Examples seen in the live phase4 logs:
- `Favoriten in der Kardiologie`
  - `69.34s`
  - `page_visits = 8`
  - `phase4_tag = manual_blocked`
- `10. D-A-C-H – Symposium ...`
  - `66.03s`
  - `phase4_tag = manual_blocked`
- `25th Annual Conference on European Tort Law`
  - `65.74s`
  - `phase4_tag = manual_recovered`
- `REAL CORP 2026 ...`
  - `63.98s`
  - `page_visits = 8`
  - `phase4_tag = manual_form_only`

### 3. The shape of expensive cases
The worst cases are not necessarily the ones that recover useful data. They are often:
- blocked targets
- Cloudflare-ish or anti-bot targets
- targets with many contact-like fallback pages
- domains like `registration.maw.co.at` or other conference microsites where multiple fallback hops are attempted

So the script burns a lot of budget even when the outcome is just `manual_blocked` or `manual_form_only`.

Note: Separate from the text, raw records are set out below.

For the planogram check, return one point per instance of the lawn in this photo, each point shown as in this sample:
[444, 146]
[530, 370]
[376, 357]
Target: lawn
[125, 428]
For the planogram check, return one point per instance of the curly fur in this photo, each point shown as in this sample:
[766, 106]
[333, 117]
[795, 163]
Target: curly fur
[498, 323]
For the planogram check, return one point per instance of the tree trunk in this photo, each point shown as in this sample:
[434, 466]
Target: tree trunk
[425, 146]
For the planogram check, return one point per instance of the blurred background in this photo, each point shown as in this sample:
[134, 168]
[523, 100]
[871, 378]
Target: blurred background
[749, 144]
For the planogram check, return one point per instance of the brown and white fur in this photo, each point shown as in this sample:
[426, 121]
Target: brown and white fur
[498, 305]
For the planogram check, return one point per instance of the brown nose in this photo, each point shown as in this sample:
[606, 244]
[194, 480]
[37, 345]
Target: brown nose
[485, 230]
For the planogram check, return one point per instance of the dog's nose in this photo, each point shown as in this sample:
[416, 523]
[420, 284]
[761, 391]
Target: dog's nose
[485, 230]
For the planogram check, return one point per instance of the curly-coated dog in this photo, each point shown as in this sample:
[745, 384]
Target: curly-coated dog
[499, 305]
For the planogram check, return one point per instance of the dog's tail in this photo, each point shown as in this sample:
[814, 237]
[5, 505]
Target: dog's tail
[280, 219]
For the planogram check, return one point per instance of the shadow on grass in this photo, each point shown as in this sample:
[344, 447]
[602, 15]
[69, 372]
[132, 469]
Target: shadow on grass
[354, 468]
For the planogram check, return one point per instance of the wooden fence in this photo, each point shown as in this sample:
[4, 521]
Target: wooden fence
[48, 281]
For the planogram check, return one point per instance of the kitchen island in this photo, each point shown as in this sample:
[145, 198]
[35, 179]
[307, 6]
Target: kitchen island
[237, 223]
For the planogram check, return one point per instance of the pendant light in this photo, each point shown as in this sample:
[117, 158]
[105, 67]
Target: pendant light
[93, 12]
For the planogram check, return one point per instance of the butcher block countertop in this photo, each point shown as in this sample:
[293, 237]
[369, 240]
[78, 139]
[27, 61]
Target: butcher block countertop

## Practical interpretation

The validated situation is now:

### Fixed enough to count as progress
- DB lock contention no longer appears to be the active killer
- scrape budget problem is mitigated

### Newly exposed remaining bug
- manual phase4 still has a structural runtime bug
- its per-event caps are weaker than they look
- the stage timeout of 2400s is not realistic for 30 expensive candidates under the current navigation model

## Recommended next remediation direction

1. Add a real per-event deadline around browser navigation calls
   - effective timeout for each `goto()` should shrink based on remaining event budget
2. Reduce `MAX_PAGE_VISITS_PER_EVENT` for Meeting Vienna or make it source-specific
3. Prioritize low-cost/high-value targets first and stop early for low-value fallback paths
4. Add checkpoint/resume for manual phase4 so timing out does not waste partial progress
5. Revisit stage timeout after runtime shaping, not just by blindly increasing it

## Related bug records

Existing mitigated bug:
- DB lock + scrape timeout issue
- `/home/clawdbot/clawd/Event_management/docs/bugs.jsonl`

New runtime bug should be tracked separately because it is a distinct root cause:
- manual phase4 per-event timeout mismatch / stage budget exhaustion

## Bottom line
The first remediation worked well enough to expose the next real culprit.

That culprit is not DB locking anymore.
It is the mismatch between:
- nominal event budget (`60s`)
- actual browser wait behavior (`60s` per navigation, repeated multiple times)

In short: the script thinks in fox-time, but the browser waits in glacier-time.